The original Euston Road underground station was a typical Leslie Green one, covered in oxblood red tiles. During the 60s remodelling, a new entrance to the underground was included with access straight from the mainline station concourse. Somehow, the Leslie Green building was never demolished.
When I walked around the site for the new HS2 terminus today, I found it still standing. Everything around it has been demolished and cleared, and the one building stands surrounded by fencing. I had to poke my camera through a tiny gap in the fence to get this rather poor picture.
But I hope this means that a use will be found for it, and it will be incorporated into the new station.

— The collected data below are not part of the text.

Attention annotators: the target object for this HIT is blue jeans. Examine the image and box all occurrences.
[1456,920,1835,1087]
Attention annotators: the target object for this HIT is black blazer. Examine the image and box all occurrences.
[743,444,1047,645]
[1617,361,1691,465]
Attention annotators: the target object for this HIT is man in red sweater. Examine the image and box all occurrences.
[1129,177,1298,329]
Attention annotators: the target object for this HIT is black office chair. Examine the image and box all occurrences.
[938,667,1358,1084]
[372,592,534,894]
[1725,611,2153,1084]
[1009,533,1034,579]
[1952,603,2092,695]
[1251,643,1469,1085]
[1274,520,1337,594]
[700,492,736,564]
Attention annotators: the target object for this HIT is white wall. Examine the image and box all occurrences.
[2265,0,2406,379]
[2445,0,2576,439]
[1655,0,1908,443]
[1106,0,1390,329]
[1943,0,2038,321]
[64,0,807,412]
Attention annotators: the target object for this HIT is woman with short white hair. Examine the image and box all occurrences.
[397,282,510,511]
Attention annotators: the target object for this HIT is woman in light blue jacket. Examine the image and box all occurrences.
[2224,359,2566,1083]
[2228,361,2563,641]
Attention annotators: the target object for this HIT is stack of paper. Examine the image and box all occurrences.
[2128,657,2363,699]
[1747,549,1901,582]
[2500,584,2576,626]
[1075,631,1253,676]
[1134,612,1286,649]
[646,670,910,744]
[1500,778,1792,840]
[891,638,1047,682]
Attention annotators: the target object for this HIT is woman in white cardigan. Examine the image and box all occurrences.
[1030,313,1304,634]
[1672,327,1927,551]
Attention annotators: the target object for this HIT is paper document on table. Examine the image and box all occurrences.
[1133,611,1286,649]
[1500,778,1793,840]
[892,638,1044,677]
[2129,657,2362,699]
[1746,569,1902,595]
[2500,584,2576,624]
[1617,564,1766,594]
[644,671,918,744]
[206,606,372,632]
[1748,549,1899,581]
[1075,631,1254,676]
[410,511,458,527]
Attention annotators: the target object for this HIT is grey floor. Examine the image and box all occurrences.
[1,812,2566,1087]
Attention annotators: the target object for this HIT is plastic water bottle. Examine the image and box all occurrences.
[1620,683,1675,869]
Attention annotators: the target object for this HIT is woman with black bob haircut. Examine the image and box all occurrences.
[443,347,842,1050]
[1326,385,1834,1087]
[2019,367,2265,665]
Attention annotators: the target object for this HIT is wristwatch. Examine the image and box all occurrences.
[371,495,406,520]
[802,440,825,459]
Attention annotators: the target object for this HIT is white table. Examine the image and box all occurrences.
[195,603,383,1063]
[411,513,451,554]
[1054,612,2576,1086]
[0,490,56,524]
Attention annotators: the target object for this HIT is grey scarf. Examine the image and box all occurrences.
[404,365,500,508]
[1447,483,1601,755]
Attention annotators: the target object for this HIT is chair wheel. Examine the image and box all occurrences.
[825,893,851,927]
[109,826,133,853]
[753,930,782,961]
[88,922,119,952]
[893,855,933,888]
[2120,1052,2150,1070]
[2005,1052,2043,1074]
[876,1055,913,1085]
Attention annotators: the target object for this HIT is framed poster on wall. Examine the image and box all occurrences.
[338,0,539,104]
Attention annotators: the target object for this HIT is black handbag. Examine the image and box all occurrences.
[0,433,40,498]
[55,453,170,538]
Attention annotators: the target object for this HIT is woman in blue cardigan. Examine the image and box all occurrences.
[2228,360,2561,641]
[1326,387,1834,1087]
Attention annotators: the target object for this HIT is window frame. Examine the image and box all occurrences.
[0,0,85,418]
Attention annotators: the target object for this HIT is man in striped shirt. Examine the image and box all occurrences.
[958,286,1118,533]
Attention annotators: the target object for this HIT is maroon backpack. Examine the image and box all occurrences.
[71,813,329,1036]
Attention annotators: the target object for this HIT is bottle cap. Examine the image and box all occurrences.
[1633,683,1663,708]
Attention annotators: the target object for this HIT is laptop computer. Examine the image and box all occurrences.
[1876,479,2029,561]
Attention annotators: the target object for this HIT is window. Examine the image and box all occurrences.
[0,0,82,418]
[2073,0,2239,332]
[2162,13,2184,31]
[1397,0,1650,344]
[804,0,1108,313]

The building works on the old station are all-pervasive, and it was difficult getting any decent photographs at all. However, as it's a station I use from time to time, I will try and replace the pictures as and when
The entrance to the main station is marked by these twin buildings. The walls are engraved with the names of all the places you can get to from Euston by train.
Euston war memorial was erected in 1921 to honour the railwaymen who lost their lives in the First World War. Additional panels were later added to commemorate the men and women of the London, Midland and Scottish Railway who died in the Second World War.